Chez les femmes, l’augmentation la plus marquée intervenait entre 40 et 60 ans, une période qui coïncide, de manière générale, avec la transition ménopausique. Ces résultats soulignent l’utilité d’étudier des stratégies préventives adaptées au sexe et à l’étape de la vie.
À cet égard, le CNIC a ouvert une ligne de recherche parallèle et complémentaire consacrée à l’étude de la maladie athérosclérotique chez la femme.
UNE NOUVELLE FAÇON DE PRÉVENIR
Une autre des découvertes les plus pertinentes est que les méthodes conventionnelles utilisées actuellement pour estimer le risque cardiovasculaire (échelles de risque telles que SCORE2) n’identifient qu’une faible proportion des personnes qui présentent déjà une athérosclérose silencieuse.
Pour Ibáñez, ces résultats soulignent la nécessité d’évoluer vers une nouvelle approche de la prévention des maladies cardiovasculaires. « Pendant des décennies, nous avons estimé le risque cardiovasculaire à partir de facteurs tels que l’âge, la pression artérielle ou le cholestérol.

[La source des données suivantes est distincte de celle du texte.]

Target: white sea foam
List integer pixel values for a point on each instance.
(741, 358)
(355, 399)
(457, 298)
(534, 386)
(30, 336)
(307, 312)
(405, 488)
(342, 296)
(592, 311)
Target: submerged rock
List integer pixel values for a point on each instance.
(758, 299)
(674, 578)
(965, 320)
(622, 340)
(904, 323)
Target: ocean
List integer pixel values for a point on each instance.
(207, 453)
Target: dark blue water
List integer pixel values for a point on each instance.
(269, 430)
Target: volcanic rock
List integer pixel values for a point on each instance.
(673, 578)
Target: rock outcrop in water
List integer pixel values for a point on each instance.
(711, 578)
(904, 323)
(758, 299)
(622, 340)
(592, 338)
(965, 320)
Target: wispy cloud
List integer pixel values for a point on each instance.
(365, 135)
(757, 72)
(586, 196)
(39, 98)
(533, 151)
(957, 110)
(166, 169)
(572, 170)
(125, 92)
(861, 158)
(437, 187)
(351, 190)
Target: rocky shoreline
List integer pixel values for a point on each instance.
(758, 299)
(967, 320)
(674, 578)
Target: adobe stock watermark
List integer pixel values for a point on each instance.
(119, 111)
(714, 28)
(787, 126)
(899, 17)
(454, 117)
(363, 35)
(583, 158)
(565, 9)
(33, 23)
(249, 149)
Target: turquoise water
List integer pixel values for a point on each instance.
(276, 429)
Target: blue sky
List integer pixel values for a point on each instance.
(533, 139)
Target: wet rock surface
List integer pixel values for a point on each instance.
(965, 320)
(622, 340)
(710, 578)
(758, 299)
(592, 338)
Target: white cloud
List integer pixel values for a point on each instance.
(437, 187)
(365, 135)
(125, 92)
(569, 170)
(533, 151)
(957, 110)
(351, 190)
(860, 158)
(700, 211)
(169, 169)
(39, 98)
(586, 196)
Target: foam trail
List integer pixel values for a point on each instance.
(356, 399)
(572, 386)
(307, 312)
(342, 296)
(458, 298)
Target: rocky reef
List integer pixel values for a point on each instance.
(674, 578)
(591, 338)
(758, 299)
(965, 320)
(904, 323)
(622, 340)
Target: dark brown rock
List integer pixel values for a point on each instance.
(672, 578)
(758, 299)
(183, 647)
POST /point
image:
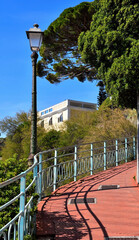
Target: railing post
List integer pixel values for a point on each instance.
(75, 163)
(35, 174)
(91, 160)
(105, 156)
(125, 149)
(116, 153)
(55, 170)
(134, 148)
(22, 207)
(40, 176)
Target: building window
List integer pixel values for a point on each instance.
(60, 119)
(50, 122)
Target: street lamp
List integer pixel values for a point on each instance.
(35, 36)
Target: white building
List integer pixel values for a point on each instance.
(54, 116)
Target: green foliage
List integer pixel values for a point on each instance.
(50, 140)
(112, 47)
(18, 130)
(108, 123)
(60, 55)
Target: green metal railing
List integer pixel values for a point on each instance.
(55, 167)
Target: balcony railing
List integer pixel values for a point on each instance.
(56, 167)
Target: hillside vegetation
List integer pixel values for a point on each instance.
(103, 124)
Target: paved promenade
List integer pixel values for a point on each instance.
(97, 207)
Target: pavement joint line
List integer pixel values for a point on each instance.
(122, 238)
(82, 200)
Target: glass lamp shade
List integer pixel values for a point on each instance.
(35, 36)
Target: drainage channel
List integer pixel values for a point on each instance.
(81, 200)
(46, 237)
(122, 238)
(107, 187)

Ce travail démontre que nous pouvons désormais aller un pas plus loin et détecter directement la maladie avant qu’elle ne provoque qu’un infarctus ou un accident vasculaire », affirme-t-il.
Selon lui, « la prévention cardiovasculaire de l’avenir doit être plus précise et personnalisée. Si nous identifions l’athérosclérose à ses premiers stades, nous pourrons intervenir plus tôt, adapter les traitements et réduire la charge de la maladie cardiovasculaire ». Le professeur Bundgaard estime que ces résultats représentent une opportunité unique de transformer la prévention cardio-vasculaire. « Jusqu’à présent, les décisions préventives s’appuyaient sur une estimation du risque, mais nous ne savions pas si la maladie était déjà présente. REACT démontre que l’athérosclérose peut être détectée des décennies avant l’apparition des manifestations cliniques et fournit l’atlas le plus complet de l’évolution de cette maladie au cours de la vie adulte », a-t-il ajouté.

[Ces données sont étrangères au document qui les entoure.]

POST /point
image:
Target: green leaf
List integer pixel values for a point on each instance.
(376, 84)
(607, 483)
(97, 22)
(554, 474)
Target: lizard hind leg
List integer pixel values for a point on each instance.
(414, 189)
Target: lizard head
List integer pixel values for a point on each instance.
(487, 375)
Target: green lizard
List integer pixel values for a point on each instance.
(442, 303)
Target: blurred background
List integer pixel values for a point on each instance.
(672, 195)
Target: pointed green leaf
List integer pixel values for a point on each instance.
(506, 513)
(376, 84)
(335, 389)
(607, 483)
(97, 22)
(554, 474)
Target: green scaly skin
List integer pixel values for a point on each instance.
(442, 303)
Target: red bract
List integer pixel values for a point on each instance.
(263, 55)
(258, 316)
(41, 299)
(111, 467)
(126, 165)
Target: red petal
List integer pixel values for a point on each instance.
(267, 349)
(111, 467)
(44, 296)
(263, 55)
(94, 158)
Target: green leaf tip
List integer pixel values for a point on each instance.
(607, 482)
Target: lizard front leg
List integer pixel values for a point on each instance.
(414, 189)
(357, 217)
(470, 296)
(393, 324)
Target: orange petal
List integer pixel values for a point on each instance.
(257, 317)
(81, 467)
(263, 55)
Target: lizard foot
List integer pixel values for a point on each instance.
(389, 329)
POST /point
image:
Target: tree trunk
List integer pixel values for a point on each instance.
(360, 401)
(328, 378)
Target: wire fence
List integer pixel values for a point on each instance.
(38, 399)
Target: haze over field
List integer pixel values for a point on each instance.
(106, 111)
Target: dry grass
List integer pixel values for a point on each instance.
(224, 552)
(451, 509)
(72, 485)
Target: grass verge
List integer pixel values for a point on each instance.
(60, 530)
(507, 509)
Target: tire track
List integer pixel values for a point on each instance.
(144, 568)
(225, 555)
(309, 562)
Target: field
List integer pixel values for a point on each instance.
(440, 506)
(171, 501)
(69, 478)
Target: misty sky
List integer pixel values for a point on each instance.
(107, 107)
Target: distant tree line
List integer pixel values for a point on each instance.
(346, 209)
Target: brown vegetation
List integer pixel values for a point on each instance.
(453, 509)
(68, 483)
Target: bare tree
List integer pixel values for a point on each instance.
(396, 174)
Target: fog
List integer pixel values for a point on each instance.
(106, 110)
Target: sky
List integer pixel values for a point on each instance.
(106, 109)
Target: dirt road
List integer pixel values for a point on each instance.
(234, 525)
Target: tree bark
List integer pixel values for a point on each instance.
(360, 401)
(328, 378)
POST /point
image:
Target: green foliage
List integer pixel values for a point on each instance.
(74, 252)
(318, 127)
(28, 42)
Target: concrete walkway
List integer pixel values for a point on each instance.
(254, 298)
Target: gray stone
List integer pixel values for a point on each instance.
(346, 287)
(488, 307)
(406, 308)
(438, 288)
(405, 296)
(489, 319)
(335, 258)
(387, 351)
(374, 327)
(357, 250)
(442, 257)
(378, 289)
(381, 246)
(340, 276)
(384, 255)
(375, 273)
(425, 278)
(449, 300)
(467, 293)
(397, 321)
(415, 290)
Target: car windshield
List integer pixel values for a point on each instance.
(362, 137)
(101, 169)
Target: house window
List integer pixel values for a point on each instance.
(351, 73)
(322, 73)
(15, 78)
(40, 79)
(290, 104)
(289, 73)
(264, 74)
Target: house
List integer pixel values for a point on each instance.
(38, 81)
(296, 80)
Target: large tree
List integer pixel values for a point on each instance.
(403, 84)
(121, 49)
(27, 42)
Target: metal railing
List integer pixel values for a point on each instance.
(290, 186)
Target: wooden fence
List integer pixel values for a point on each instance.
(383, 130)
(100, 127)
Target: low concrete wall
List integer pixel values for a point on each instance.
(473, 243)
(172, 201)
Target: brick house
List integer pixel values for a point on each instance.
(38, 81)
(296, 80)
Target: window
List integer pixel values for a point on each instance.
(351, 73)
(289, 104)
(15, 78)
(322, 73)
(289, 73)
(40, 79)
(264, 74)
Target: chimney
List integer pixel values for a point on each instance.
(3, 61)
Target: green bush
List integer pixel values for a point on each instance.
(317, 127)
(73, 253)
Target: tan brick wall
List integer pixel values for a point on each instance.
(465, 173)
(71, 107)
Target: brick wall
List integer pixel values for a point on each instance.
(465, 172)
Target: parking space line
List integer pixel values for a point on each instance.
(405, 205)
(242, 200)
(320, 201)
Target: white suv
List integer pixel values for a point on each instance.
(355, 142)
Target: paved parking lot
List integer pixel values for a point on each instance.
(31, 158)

L’auteur ajoute que les résultats obtenus constituent la base scientifique nécessaire pour évaluer un nouveau modèle préventif. « Identifier et traiter l’athérosclérose silencieuse le plus tôt possible est fondamental pour réduire la charge mondiale de maladies cardiovasculaires. Nos résultats soutiennent la réalisation d’études prospectives visant à évaluer si une stratégie préventive guidée par des techniques d’imagerie, y compris l’utilisation d’échographie portable, peut améliorer les normes actuelles. Si cela est confirmé, cela signifiera l’intégration de la médecine de précision dans l’attaque la plus fréquente des maladies cardiovasculaires », conclut-il.